Khaled Hosseini is an Afghan-born American novelist and physician. After graduating from college, he worked as a doctor in California, an occupation that he likened to "an arranged marriage". He has published three novels, most notably his 2003 debut The Kite Runner, all of which are at least partially set in Afghanistan and feature an Afghan as the protagonist. Following the success of The Kite Runner he retired from medicine to write full-time... (wikipedia)

Life just doesn't care about our aspirations, or sadness. It's often random, and it's often stupid and it's often completely unexpected, and the closures and the epiphanies and revelations we end up receiving from life, begrudgingly, rarely turn out to be the ones we thought.
I will say that there is an inordinate amount of medicine in my novels, especially the first one. There are a lot of medical things that happen. A hip fracture, three different kinds of lung cancer, pneumonia, blood poisoning, and so on.

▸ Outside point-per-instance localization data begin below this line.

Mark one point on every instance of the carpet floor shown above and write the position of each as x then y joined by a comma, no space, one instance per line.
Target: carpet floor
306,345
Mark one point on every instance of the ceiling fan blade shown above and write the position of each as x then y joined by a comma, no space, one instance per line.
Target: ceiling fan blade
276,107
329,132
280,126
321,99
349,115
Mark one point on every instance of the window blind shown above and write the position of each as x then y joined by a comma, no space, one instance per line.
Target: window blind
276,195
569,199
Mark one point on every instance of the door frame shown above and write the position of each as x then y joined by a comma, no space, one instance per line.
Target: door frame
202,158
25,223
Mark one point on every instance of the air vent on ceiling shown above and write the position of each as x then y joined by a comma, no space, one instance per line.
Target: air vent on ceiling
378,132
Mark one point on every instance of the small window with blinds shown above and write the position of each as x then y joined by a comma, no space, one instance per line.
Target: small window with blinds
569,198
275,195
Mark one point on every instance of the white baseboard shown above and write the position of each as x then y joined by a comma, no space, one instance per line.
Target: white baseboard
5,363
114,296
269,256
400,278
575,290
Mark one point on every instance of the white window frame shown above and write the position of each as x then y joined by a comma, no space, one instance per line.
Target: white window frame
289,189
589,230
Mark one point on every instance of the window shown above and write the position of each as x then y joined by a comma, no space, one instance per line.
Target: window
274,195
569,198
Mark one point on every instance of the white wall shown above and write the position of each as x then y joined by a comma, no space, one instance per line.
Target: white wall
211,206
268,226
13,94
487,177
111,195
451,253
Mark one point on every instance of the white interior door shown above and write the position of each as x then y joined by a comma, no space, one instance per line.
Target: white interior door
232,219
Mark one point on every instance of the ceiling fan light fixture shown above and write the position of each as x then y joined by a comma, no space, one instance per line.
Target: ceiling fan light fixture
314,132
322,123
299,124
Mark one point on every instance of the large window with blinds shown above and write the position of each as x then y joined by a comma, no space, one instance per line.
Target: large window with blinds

I think the emancipation of women in Afghanistan has to come from inside, through Afghans themselves, gradually, over time.
I'm a pretty uncomplicated person. I live a very simple life with my family and I enjoy very ordinary things.
In Afghanistan, you don't understand yourself solely as an individual. You understand yourself as a son, a brother, a cousin to somebody, an uncle to somebody. You are part of something bigger than yourself.